I force my eyes back to his face.

“We can handle one night.”

He’s trying to make one night sound like a mere accumulation of minutes. I know better. When we’re together, time never moves at a normal pace.

I rub my eyes with the heels of my hands. “We should’ve told everyone months ago.”

“But we didn’t,” he says.

At first, it wasn’t intentional. I was just too stunned, hurt, and—yes—in denial. Then, a few days after the breakup, a box of my stuff had arrived on my doorstep. No note, so abrupt I half wondered whether he’d dumped me while en route to the nearest UPS.

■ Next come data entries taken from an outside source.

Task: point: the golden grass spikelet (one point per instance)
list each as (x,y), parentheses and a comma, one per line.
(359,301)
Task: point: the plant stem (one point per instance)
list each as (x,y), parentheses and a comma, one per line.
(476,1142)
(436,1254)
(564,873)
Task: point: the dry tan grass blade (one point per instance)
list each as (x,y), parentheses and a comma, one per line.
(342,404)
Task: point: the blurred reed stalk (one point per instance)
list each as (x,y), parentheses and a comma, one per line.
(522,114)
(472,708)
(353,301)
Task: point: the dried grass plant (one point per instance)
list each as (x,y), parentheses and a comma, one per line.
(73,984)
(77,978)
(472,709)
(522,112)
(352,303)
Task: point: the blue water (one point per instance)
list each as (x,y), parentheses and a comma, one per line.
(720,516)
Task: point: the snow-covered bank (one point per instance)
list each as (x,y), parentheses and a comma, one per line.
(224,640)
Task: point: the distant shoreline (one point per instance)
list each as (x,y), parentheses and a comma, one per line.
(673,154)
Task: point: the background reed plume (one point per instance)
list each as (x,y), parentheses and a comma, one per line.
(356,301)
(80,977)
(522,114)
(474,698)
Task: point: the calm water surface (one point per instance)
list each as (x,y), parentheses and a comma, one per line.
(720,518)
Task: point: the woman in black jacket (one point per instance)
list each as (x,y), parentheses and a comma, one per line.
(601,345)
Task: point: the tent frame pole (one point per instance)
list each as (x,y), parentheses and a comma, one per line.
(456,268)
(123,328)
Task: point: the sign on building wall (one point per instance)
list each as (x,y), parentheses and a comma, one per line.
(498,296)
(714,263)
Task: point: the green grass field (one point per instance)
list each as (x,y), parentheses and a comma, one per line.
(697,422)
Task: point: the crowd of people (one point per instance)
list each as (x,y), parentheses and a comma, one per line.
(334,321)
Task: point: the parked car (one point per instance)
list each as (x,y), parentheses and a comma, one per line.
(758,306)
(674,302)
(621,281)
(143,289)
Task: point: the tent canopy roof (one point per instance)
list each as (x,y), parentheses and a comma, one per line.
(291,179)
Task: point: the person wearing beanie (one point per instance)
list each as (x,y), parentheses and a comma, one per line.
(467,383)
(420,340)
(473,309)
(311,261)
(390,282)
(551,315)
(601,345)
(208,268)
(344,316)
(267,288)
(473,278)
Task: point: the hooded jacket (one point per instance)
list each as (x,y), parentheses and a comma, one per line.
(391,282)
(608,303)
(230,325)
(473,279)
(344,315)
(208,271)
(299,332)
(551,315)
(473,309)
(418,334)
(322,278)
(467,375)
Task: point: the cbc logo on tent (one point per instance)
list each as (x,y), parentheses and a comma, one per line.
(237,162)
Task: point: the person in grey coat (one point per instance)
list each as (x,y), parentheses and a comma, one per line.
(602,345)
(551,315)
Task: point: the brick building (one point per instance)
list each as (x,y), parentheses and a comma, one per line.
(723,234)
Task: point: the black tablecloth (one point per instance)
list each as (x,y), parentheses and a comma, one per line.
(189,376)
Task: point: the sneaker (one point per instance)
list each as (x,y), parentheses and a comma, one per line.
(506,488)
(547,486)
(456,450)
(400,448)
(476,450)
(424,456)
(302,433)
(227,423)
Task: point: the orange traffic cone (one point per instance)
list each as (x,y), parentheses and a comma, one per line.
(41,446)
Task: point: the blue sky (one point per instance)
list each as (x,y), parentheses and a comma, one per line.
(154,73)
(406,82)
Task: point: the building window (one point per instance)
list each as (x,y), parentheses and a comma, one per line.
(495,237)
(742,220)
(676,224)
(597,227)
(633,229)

Then I was angry. So I mailed his stuff back to him on the same day. Even tossed my engagement ring in loose when I realized I couldn’t find the blue velvet box it came in.

Three days after that, a second package, a small lump of brown paper, arrived. He’d sent the ring back. I knew him well enough to know he was trying to do the right thing, which only made me angrier, so I’d immediately mailed it back to him. When he got it, he texted me for the first time in two weeks: You should keep the ring. It belongs to you.

I don’t want it, I replied. More like, I couldn’t bear it.

You could sell it, he said.

So could you, I said.

Five minutes passed before he messaged again. He asked if I’d told Cleo and Sabrina. The thought nauseated me. Telling them was going to destroy our friend group, ten years of history down the drain.

Waiting until I can catch them both at the same time, I said. It was only halfway a lie.

I’d told a couple of coworkers at the hospital but barely texted with Cleo and Sabrina. We were all so busy.

Sabrina and Parth worked late for their respective law firms most nights, and because running a farm meant lots of four a.m. wake-up calls, Cleo and Kimmy went to bed early.

Out in Montana, Wyn has the Connor family furniture repair business to run, and his mom to help out.

And then there’s me, in my own time zone out in San Francisco, two years deep into my training at UCSF. Most days I’m operating at a level of tired that goes beyond yawns and eyelid twitches to reach straight to my core. My organs are tired. My bones are exhausted.